D’après Michèle AQUIEN.

-SYLLABE :

La syllabe est un groupe de phonèmes pris ensemble (étymologie : grec sun, « avec », et lambanein « prendre ») organisé autour d’une seule voyelle. Elle peut être constituée :

-de la seule voyelle

-d’un groupe voyelle + consonne

-si elle commence par une consonne, celle-ci est appelée consonne d’appui. Plusieurs schémas : -syllabe dite ouverte quand terminée par la voyelle

-syllabe dite fermée quand terminée par une consonne

Le décompte des syllabes a pu faire apparaître la place particulière de la limite entre la sixième et septième qui marque une certaine pause rythmique et syntaxique. C’est la césure.


-L’e CADUC :
Par nature instable. Plusieurs cas se présentent :

-en finale absolue de vers, il n’est jamais compté : c’est l’apocope du e caduc.
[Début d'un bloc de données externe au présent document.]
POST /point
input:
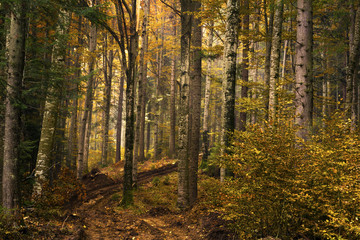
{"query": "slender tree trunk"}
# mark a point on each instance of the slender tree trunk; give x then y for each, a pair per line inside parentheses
(72, 139)
(108, 73)
(88, 101)
(183, 154)
(87, 139)
(148, 132)
(245, 64)
(351, 77)
(207, 101)
(304, 71)
(195, 91)
(269, 32)
(15, 62)
(46, 143)
(130, 105)
(119, 120)
(160, 56)
(172, 108)
(143, 75)
(275, 58)
(229, 80)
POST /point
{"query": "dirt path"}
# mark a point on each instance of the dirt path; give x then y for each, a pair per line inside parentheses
(100, 217)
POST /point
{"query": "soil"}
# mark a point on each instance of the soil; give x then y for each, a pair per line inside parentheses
(99, 215)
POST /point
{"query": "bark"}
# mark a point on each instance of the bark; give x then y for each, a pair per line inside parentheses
(72, 139)
(195, 88)
(43, 160)
(15, 66)
(245, 64)
(130, 104)
(88, 101)
(229, 80)
(303, 69)
(87, 138)
(143, 77)
(207, 102)
(157, 121)
(269, 32)
(108, 73)
(275, 58)
(172, 152)
(183, 138)
(119, 120)
(351, 76)
(148, 132)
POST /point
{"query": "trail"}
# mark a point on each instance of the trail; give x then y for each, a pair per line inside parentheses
(100, 217)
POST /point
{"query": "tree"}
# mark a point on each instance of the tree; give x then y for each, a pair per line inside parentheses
(129, 43)
(108, 59)
(143, 78)
(206, 136)
(15, 62)
(229, 80)
(88, 101)
(172, 107)
(245, 62)
(275, 57)
(304, 68)
(195, 94)
(183, 138)
(352, 75)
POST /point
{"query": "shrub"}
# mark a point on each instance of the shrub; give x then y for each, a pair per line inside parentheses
(287, 191)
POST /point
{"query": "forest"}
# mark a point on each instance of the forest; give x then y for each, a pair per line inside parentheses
(190, 119)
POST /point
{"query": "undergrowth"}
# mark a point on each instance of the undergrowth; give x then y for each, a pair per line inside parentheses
(289, 189)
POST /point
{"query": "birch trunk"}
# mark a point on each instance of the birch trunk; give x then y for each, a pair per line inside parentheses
(119, 120)
(143, 76)
(207, 101)
(172, 107)
(245, 64)
(275, 58)
(269, 32)
(15, 62)
(304, 68)
(183, 138)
Ex : Ton ef fi gie au vif tant res sem blant(e)

1 2 3 4 5 6 7 8 9 10

-à l’intérieur du vers, deux positions différentes : -devant une voyelle, l’e n’est pas compté : c’est un cas d’élision.

-devant consonne, il est compté.

Les règles classiques ont été observées jusqu’à la fin du XIXè siècle. Les poètes modernes le font jouer plus librement.

DIERESE ET SYNERESE :
La diérèse (du grec diairesis « division ») et la synérèse (sunnairesis « rapprochement »), relèvent du problème posé par la rencontre, dans un mot, de deux voyelles phoniques dont la première est i, u ou. Alors que la diérèse fait entendre deux phonèmes vocaliques à la suite, la synérèse comporte d’abord une semi-consonne, puis une voyelle.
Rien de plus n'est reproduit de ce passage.